Nick startled at that. Had she told her mom—everything? He had no idea what that would even be like. And she’d gone home? Where was home for Izzy? She hadn’t told him, and he hadn’t asked.
“It’s such shit. At first, I’d text her, try to get her to talk to me. I tried in person, everything. Fuck, I almost asked Beth, one of her baby dykes, to help me out, but I’m pissed off now. If she won’t talk to me, I’ve got to stop chasing her. It’s shit. It feels like shit.” She sniffed. “I did nothing wrong.”
“Yeah.” He was out of his depth. “I mean, you didn’t. Nothing wrong.”
“I miss her.” Izzy went on as if he hadn’t spoken. “She’s one of my closest mates. And she’s shut me out.”
The next minute was spent in silence as they both sipped their drinks. Nick briefly pictured what the two of them must look like.

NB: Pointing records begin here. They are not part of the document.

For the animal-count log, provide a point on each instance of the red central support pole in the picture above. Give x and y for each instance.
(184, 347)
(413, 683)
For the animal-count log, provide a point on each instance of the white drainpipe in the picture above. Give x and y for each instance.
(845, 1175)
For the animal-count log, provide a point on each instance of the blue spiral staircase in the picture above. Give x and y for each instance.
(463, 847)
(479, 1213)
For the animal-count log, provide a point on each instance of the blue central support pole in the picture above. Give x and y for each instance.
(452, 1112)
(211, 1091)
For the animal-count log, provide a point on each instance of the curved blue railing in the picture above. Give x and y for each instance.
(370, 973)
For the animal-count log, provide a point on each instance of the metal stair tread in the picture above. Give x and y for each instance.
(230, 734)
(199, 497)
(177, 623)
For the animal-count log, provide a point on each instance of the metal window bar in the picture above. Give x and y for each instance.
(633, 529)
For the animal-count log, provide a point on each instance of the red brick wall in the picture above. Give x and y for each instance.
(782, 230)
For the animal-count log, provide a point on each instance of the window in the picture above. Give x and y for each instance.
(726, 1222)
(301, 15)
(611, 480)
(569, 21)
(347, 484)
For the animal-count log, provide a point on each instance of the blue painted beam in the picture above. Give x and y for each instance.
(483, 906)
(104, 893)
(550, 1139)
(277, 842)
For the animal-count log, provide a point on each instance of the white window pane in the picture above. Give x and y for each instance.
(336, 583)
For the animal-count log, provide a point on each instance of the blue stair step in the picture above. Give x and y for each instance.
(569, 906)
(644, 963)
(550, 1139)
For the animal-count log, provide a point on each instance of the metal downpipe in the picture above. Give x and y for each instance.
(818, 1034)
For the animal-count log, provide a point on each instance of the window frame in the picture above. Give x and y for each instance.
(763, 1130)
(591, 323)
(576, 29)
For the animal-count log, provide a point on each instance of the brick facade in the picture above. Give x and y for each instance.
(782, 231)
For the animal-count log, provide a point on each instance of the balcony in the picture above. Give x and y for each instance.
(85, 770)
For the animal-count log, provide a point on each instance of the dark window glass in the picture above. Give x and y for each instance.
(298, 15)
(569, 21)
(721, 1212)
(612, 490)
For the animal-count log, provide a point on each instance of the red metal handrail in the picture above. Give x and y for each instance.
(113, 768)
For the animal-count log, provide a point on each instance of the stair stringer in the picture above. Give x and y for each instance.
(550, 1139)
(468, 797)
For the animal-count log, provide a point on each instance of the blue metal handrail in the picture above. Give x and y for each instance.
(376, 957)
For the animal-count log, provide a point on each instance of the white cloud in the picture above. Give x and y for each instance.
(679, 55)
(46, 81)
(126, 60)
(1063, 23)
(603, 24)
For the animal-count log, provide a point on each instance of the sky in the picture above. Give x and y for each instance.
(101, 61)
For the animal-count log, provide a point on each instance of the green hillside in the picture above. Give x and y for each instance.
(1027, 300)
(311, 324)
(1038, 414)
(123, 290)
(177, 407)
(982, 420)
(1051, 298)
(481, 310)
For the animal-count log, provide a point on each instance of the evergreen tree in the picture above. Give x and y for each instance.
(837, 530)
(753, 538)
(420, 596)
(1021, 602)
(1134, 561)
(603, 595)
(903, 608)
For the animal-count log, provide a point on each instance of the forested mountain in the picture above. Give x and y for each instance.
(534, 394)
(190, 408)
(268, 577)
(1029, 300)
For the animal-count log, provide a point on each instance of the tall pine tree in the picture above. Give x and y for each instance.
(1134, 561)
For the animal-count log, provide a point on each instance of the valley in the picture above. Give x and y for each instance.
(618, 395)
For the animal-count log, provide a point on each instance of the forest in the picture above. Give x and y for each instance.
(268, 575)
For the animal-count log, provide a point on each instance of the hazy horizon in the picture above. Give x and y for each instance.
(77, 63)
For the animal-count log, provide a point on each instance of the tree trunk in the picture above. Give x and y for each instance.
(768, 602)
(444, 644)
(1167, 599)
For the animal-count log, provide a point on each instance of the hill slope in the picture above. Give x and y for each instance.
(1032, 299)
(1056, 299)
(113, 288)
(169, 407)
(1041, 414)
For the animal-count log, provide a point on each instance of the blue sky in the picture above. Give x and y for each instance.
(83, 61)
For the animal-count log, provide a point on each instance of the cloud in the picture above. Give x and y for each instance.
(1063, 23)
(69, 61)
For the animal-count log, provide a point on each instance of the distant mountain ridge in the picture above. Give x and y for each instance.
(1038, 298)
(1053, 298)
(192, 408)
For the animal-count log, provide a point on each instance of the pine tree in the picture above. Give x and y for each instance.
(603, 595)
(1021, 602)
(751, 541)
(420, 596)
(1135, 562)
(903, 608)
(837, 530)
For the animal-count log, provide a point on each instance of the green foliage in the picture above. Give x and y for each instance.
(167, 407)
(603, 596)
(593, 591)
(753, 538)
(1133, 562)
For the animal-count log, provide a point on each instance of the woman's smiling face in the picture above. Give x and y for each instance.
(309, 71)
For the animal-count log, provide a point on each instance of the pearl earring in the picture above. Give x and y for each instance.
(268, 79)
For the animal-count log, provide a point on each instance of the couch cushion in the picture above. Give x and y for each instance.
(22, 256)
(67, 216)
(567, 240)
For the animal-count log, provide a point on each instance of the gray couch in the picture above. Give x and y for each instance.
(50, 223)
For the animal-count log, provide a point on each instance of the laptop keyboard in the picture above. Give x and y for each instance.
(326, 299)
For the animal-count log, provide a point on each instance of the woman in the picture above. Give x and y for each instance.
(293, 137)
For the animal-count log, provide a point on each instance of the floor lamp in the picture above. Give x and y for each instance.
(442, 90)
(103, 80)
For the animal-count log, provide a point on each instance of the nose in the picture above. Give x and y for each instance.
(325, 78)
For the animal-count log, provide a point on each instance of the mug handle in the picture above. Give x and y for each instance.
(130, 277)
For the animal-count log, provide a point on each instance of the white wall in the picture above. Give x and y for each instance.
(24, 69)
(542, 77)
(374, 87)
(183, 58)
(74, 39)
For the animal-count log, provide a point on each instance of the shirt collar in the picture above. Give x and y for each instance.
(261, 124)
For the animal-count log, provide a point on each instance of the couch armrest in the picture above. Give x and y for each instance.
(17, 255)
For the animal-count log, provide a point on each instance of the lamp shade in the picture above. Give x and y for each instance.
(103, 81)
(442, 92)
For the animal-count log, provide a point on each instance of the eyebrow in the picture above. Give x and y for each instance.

The saddest date in existence, probably.
“God, sorting out your own crap is annoying, isn’t it?” Izzy mused after a while. “I dunno. Sex is such a fundamental part of the world, why do we have so much bullshit associated with it?”
Nick managed a nod.
“So you’re gay or straight or bi or what have you, why’s that so bloody fucking important? Have you ever thought about that, really thought about it?”
He was shocked to hear his voice come out even when he said, “Not really.”
He was an awful liar. Izzy could tell. He couldn’t move a muscle. “Really? But I thought—” She stopped.
Nick was caught in the moment. He had no idea how to stop or reverse it.
“Sorry, that was so fucking rude of me. Nick, I’m so sorry if I made you uncomfortable, that was—shit. Shit. I’m so sorry.”
Nick barely managed to unstick his tongue from the roof of his mouth. “No, it’s—it’s fine. You didn’t.” Had he just inadvertently come out? Or coul
d he make her believe she’d thought wrong? His heart hammered.
If Izzy could tell, who else could? Every single interaction he’d ever had with a human being flickered through his mind. All but with his family. It would never have even occurred to them. Lena, though? What about everyone here? Steph, Alex, Natali, Dex.
Fuck.
Dex.
“Nick, babe. Nick. Breathe.” When she reached out and touched his hand with her fingers, he jumped. She retreated. “Christ. You okay?”
Nick had no idea. Thoughts jumbled in his mind, bouncing against one another like marbles. So much clatter, so much noise. “Izzy,” he choked out. “Izzy, please don’t say anything.”
She was looking at him with so much concern. He was close to breaking down.
He made himself continue. “Please, don’t tell. Promise.”
“I promise, I swear to God.” She hooked her pinky over his. “Pinky swear, all right?”
He kept hold of her pinky. For a long moment, he did his best to breathe.
“So you’re not out then?” She sounded so careful. Nick shook his head. Words would probably be good, but he had none. He felt numb. His head was filled utter stillness. It wasn’t calm. It was just there. “I’m so sorry I put my stupid foot in it. Do you need to get some air, maybe? What can I do?”
Nick managed to breathe. “I don’t know.” He put his hands over his flaming cheeks, shut his eyes. The smell of grease and coffee clinging to his hands made his stomach recoil. He dropped his arms on the table, then his head. “Fuck.”
“Look at me, I just word-vommed all over you about this stuff, and I’m … dunno. I’m lucky. I took it in stride. You know. For the most part.”
Nick wondered which part she meant.
“Do you want to talk about it?”
Did he? He no longer had any idea what he wanted.
“You don’t have to. It might help. Just to. Share or whatever. You got pretty upset. This seems big.”
Nick nodded.
“C’mon.” She patted his elbow, all business. “For once, it’s not pissing down, so let’s go find a bit of green to sit in and air out. D’you have anywhere you have to be?”